Fig. 3. Treatment effects on cell cycle in acquired PARPi and platinum-resistant cells.

Fig. 3

ac Parental BRCAMUT (PEO1, JHOS4) (a), acquired PARPi and platinum-resistant (PEO-PR, JHOS4-PR, PEO1-CR, and PEO1-CR2) (b), and platinum-resistant CCNE1AMP (OVCAR3, COV318, and FUOV1) (c), cells were treated with PARPi (1 μM for PEO1, JHOS4, PEO-PR, JHOS4-PR, PEO1-CR, PEO1-CR2, and OVCAR3; 2 μM for COV318 and FUOV1) and ATRi (1 μM for all cell lines) monotherapy and their combination, and then evaluated for cell-cycle by flow cytometry; G2-M phase changes (left panel) and cell-cycle phase distribution at 24 h (right panel) are shown. In parental BRCA1/2MUT PARPi-sensitive cells, there was a significant increase in G2-M with PARPi treatment that was overcome with the addition of ATRi treatment (PEO1 and JHOS4, P < 0.0001 Control vs PARPi and PARPi vs Both).

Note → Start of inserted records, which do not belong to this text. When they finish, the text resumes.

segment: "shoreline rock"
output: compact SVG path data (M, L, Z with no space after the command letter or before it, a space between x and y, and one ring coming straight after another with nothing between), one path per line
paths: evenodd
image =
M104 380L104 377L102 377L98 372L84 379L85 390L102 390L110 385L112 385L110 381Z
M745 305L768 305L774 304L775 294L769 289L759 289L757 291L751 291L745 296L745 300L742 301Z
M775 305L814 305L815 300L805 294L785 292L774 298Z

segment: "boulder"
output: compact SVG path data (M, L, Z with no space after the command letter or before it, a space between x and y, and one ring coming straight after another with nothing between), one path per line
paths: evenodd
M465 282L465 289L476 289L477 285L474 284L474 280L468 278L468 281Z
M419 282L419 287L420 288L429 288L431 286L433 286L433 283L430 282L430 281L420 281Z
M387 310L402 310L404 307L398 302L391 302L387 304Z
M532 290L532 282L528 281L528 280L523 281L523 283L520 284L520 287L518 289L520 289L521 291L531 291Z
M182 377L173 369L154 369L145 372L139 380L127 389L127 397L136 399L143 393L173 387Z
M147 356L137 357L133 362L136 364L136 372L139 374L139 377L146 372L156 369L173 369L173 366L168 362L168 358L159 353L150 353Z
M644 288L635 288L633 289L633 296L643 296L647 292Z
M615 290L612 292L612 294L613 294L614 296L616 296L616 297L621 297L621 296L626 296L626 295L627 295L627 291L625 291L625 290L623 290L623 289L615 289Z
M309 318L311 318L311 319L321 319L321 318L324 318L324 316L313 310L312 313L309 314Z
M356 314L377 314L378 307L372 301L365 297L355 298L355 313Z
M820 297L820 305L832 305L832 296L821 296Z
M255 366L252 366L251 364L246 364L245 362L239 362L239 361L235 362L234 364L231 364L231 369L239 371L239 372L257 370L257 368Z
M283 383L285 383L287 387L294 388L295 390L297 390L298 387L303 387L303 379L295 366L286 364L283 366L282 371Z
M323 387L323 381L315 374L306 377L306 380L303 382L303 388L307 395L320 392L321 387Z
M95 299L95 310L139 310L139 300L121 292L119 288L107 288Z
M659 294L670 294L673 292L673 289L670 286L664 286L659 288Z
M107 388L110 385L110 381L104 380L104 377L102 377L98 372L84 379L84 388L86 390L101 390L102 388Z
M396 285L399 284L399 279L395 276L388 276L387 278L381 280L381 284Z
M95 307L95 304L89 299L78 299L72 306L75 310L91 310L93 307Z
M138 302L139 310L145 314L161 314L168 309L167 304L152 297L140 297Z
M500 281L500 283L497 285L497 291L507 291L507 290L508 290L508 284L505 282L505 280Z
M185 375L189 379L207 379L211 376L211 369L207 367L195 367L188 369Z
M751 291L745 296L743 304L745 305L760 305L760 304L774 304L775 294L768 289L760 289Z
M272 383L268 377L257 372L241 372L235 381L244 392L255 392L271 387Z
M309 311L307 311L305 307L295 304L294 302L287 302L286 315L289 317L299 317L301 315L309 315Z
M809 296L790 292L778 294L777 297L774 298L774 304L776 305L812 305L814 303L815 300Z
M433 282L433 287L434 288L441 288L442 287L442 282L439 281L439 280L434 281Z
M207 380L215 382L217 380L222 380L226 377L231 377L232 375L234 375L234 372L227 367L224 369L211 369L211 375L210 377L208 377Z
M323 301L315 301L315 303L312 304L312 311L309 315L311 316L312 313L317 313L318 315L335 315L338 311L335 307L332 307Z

In platinum-resistant, CCNE1AMP (OVCAR3, COV318, and FUOV1) cells, there was a significant increase in G2-M with PARPi treatment that was overcome with the addition of ATRi (OVCAR3 and COV318, P < 0.0001 Control vs PARPi and PARPi vs Both; FUOV1, P = 0.0005 Control vs PARPi, P = 0.004 PARPi vs Both). In the acquired PARPi and platinum-resistant cells, effects of PARPi treatment on G2/M were insignificant (P > 0.05) and with the addition of ATRi, the effects on G2-M were less striking as in parental and CCNE1AMP lines (P > 0.05 except P < 0.0001 for JHOS4-PR and P = 0.01 for PEO1-CR2). The data are presented as mean ± SD (n = 3 biologically independent samples). Individual samples are presented as data points overlaying bar grafts. The data were analyzed with one-way ANOVA followed by Tukey’s test. ***P < 0.001, **P < 0.01, *P < 0.05, NS = not significant. Source data are provided as a source data file.